Friday, July 25, 2014

Your tongue

The #19 party machine has started up again. 

I asked Ron to call the police.  He was on the phone, chattering. 

I would have hung up, called the police, and then called my friend back.  Once the people get started it is impossible to think, and very loud. 

The music has the loud Mexican "polka" beat. 

Ron, after he hung up, said "Oh, I thought it was your music".  Did you LISTEN?  Have I ever listened to that stuff?  Do I ever play my music that loud? 

He's been drinking.  Ron drinks every day "After 12".  He has varying degrees of sobriety from that point onward. 

If he calls the police he always thinks it's "cute" to say "Come out and make him stop or I'll have to kill him".  Or "I'm going to commit a crime if you don't...." 

I don't think it's ever a good idea to make threats, to the police, on the record.  You know?  Just not bright. 

But when he's drinking he thinks it's "Cute" and funny.  "I'm blind and in a wheelchair.  I can't do anything and I'm just letting off steam." 

[facepalm]  Anyway, I asked him to call the police, a couple times, because I had already taken my meds and I don't do well with interacting over the phone with the police.  I end up having them repeat things - because I hear them, I just don't get what they're saying. It's frustrating for me and them. 

It's especially bad for me if I have any kind of background noise.  I even turned off the TV.  Ron comes rolling up about halfway through the call and starts making comments.   I asked him, with progressive levels of frustration, to please be quiet. 

He gets very upset if I talk in the background when he's on the phone.  I reminded him of that when I finally hung up. 

Then he lit into me.  I was so rude.  I was mean.  God was going to get me for my terrible behavior. 

Why?  Because I asked you to help, you told me to stick it, and I did it myself?  Then you came out and pestered me and I asked you to stop? 

Who's the bad guy? 

He was really surprised I had called the police myself.  I told them I was disabled to cover any "stupid".  I was clearly very weary and told them I just wanted to sleep.   Which I do. 

This has NOT been our week for neighbor relations.  #7 with their wild party ending up in the freaked out drunken teen banging on our door in the middle of the night (Sunday night).  #2 cutting down a perfectly innocent tree at the behest of his landlady, then leaving the pile of clippings in front of my house (Tuesday).   Last night #6 had a wading pool party with lots of happy shrieking (that one I didn't mind because they're bonding).  Tonight, it's the #19 party machine. 

Ugh. 

Is it a full moon? 

Ron, when he's being ugly, likes to attack my faith.  To tell me I am so awful, a terrible Christians, such a sinner, hypocrite, etc. 

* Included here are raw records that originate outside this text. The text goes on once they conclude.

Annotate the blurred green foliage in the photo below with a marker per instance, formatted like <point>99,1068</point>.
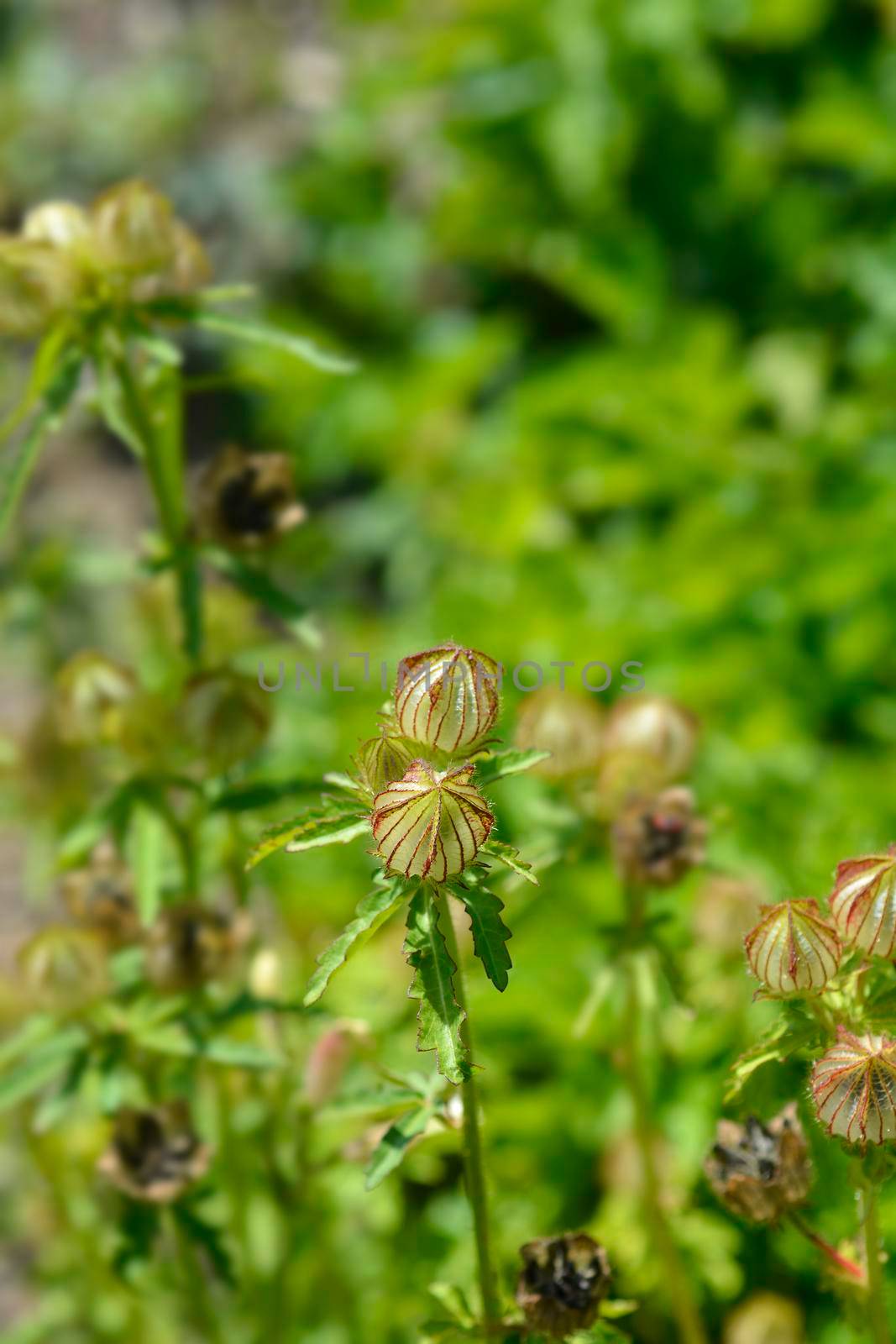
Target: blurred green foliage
<point>622,281</point>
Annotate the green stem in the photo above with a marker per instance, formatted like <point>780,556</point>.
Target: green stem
<point>473,1163</point>
<point>684,1308</point>
<point>170,506</point>
<point>876,1303</point>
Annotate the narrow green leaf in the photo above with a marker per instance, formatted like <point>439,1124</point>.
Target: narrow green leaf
<point>490,932</point>
<point>510,855</point>
<point>439,1016</point>
<point>259,333</point>
<point>394,1144</point>
<point>43,1063</point>
<point>371,914</point>
<point>19,463</point>
<point>333,823</point>
<point>497,765</point>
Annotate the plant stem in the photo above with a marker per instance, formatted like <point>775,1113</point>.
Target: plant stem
<point>826,1249</point>
<point>876,1304</point>
<point>170,506</point>
<point>684,1308</point>
<point>473,1164</point>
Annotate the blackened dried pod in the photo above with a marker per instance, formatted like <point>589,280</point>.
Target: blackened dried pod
<point>38,282</point>
<point>761,1171</point>
<point>383,759</point>
<point>430,823</point>
<point>567,725</point>
<point>793,949</point>
<point>92,696</point>
<point>155,1155</point>
<point>658,840</point>
<point>448,696</point>
<point>101,897</point>
<point>248,501</point>
<point>654,727</point>
<point>191,944</point>
<point>562,1284</point>
<point>853,1086</point>
<point>864,904</point>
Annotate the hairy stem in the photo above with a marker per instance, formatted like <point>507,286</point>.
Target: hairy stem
<point>846,1265</point>
<point>473,1164</point>
<point>170,512</point>
<point>684,1308</point>
<point>878,1324</point>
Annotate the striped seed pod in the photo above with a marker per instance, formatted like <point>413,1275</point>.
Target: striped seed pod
<point>430,823</point>
<point>446,698</point>
<point>793,949</point>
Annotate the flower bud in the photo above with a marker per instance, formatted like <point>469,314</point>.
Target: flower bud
<point>92,696</point>
<point>430,823</point>
<point>446,698</point>
<point>246,501</point>
<point>101,897</point>
<point>223,718</point>
<point>567,725</point>
<point>192,944</point>
<point>155,1155</point>
<point>761,1171</point>
<point>864,904</point>
<point>656,729</point>
<point>36,284</point>
<point>562,1284</point>
<point>853,1086</point>
<point>658,840</point>
<point>63,967</point>
<point>793,948</point>
<point>383,759</point>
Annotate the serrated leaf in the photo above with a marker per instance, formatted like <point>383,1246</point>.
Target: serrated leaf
<point>510,855</point>
<point>490,932</point>
<point>372,911</point>
<point>497,765</point>
<point>275,338</point>
<point>19,463</point>
<point>396,1140</point>
<point>333,823</point>
<point>42,1065</point>
<point>439,1018</point>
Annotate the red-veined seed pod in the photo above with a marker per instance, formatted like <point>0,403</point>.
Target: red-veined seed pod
<point>448,696</point>
<point>793,948</point>
<point>864,904</point>
<point>853,1086</point>
<point>383,759</point>
<point>430,823</point>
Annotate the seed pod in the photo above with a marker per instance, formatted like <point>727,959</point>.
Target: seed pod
<point>864,904</point>
<point>430,823</point>
<point>761,1171</point>
<point>853,1086</point>
<point>793,948</point>
<point>446,698</point>
<point>567,725</point>
<point>383,759</point>
<point>92,696</point>
<point>36,284</point>
<point>248,501</point>
<point>101,897</point>
<point>658,840</point>
<point>192,944</point>
<point>155,1155</point>
<point>654,727</point>
<point>562,1284</point>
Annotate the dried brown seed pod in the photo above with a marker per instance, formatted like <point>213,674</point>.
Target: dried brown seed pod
<point>761,1171</point>
<point>562,1284</point>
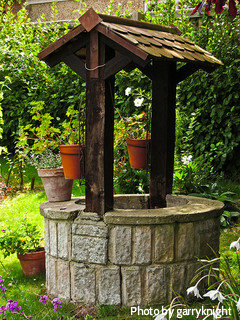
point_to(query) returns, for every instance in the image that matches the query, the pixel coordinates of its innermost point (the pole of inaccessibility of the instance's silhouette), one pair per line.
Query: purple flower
(3, 311)
(12, 306)
(43, 299)
(56, 304)
(2, 288)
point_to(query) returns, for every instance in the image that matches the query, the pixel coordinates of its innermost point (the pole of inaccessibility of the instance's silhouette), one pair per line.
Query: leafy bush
(23, 238)
(210, 102)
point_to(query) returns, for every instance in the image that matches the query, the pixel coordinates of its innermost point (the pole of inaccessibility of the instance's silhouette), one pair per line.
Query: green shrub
(210, 101)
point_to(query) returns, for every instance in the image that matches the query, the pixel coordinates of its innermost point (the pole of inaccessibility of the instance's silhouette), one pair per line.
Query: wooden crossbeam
(123, 46)
(76, 64)
(89, 20)
(70, 48)
(60, 42)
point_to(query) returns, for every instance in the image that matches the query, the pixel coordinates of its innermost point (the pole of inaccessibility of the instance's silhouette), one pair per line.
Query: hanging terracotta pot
(56, 186)
(138, 153)
(72, 160)
(33, 263)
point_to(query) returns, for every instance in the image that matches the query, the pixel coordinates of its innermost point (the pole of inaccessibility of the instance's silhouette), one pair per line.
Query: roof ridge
(140, 24)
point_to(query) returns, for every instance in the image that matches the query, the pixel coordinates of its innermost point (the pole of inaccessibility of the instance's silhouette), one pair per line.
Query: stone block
(89, 249)
(156, 284)
(63, 239)
(63, 279)
(109, 286)
(83, 283)
(185, 248)
(51, 275)
(131, 286)
(98, 230)
(178, 276)
(142, 246)
(164, 243)
(46, 236)
(120, 245)
(207, 233)
(53, 238)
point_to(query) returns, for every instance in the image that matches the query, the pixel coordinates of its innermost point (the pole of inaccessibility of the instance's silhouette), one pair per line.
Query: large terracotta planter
(138, 153)
(72, 160)
(56, 186)
(32, 263)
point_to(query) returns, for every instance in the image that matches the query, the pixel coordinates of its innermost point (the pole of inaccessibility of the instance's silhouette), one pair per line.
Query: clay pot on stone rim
(72, 160)
(138, 152)
(56, 186)
(33, 263)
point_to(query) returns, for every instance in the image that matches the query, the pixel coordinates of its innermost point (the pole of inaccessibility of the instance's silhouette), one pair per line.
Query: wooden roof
(144, 40)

Tonight he kept raving about the pastor's sermon about "the poison tongue" - all this because I asked him to please be quiet while I was on the phone.  I understand the head injury makes him regress, but sometimes I swear he's like a 3 year old. 

The pastor was referring to verbally abusive behavior, and to gossip. 

Anyway, he was verbally abusing me as he talked about "my" verbal abuse of him.  He's calling me a hypocrite and the music's banging and I almost started laughing. 

My life.  [shaking my head] 

1 comment:

Anonymous said...

Ron doesn't realize all the things he bitches about when he is drunk self loathing and downright mean to you. Boy gee willikers, he would be screwed if they were suddenly "fixed"! You can call it whatever you want. It because what he thinks is" broken", is what keeps you taking care of him! Gives you the ability to overlook his most glaring flaws of selfish narcissistic loathing of who he has become due to alcohol. We all know, most mentally "healthy" women, would never put up with what you put up with and would have tossed his ass to the curb wheelchair and all, no mercy. Justifiable behavior considering what hell he puts a person through. Then when you have that next period of bliss, when he is not so drunk and trying to be a man again. you forget, and he gets to do this all over again. He bitches about the one person on the planet that loves him enough to stay and let her own crazy be exacerbated by his behavior, you neglect your own healthcare because of him at times. You should be collecting disability. I would pay for it!